1950 Lincoln Cosmopolitan – Presidents Harry Truman, Dwight Eisenhower, and John F. Kennedy
Used through 1965, the Cosmopolitan presidential limo is a highly modified Cosmopolitan model ordered by Truman to replace the Sunshine Special. Stretched and later outfitted with a glass “bubbletop” canopy, this parade car is best known for its back-story. Truman, it is said, had a beef with General Motors after being denied a car for his 1948 campaign, so when it came time to order a new limousine, he snubbed them in return and went with Ford.
1950 Oldsmobile 98 – President Richard M. Nixon
Before he was president, Nixon was running for nomination to be vice president and had to refute allegations that he’d accepted illegal campaign contributions. At the time, being already no stranger to controversy, the would-be president referred to his trusty Olds 98 as part of a speech in which he created his “everyman” image. The 98 was about as solidly middle-class as you could get in 1950.
1946 Ford Super Deluxe Tudor Sedan – President Harry S. Truman
Although he may not have ever driven it after the day it was presented to him, President Truman’s Ford Super Deluxe is an iconic car not just because he owned it, but also because the Super Deluxe was the first Ford to roll off the assembly line after World War II. Moonbeam gray, the 1946 Super Deluxe was “production 1” – literally the first new production vehicle to roll off the line after the war.
1939 Lincoln K-series “Sunshine Special” – President Franklin D. Roosevelt
This convertible was actually the first purpose-built Presidential Limousine based on a Lincoln K-series V12 engine platform. The car was not armored, originally, but was equipped with lights, siren, running boards and grab handles for Secret Service. After the attack on Pearl Harbor, however, it was felt that the president should be protected from snipers and the Sunshine Special was specially retrofitted with armor plating and bulletproof glass. This car is housed in the Henry Ford Museum.
1939 Packard Twelve – President Franklin D. Roosevelt
The first armored car with bulletproof glass to be used by an American president, the Packard Twelve was also one of the last of the American-made V12 cars in production. The bodywork was done by Rollston at FDR’s request. Although it was never an official presidential limousine, the Twelve was kept by FDR for years and is now housed in the Toyota Automotive Museum.
1909 Baker Electric – President William Taft
The Baker Electric is one of the most well-known early electric vehicles and was one of the few of the period that sold consistently well. The Baker owned by President Taft is housed in the Petersen Automotive Museum in California.

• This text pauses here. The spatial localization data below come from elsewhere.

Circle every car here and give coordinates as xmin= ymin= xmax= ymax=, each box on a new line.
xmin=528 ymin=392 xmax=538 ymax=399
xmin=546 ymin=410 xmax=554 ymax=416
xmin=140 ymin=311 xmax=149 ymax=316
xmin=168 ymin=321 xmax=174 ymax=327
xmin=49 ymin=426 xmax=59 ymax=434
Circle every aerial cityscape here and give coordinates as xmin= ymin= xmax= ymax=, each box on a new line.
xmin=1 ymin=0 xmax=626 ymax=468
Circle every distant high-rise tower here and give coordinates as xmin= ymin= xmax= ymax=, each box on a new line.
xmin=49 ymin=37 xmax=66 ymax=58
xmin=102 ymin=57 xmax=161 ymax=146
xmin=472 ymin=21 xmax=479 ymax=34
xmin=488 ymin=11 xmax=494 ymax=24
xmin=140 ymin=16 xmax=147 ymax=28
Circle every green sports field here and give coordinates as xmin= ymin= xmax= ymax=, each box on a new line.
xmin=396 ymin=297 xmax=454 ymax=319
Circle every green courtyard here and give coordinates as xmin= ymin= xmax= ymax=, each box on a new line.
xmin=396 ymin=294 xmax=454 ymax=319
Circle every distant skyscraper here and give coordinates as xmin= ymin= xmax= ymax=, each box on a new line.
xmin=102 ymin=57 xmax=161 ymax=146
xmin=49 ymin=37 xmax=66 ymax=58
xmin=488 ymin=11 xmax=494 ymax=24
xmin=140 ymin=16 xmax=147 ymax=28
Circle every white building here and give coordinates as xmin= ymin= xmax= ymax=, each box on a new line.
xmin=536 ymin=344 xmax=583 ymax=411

1909 White Model M Steamer – President William Taft
Although President Theodore Roosevelt, was the first U.S. president to have an official automobile, it wasn’t until President Taft introduced his Model M Steamer as the official presidential car and converted the White House stables into a garage that the country began to take notice of the idea of a presidential car. As seen above, Taft also had a personal car, the now-famous Baker Electric, to drive. Taft also had a pair of Pierce-Arrows, purchased by the first White House chauffeur. After Taft, presidents traditionally had luxury vehicles as their primary state drivers.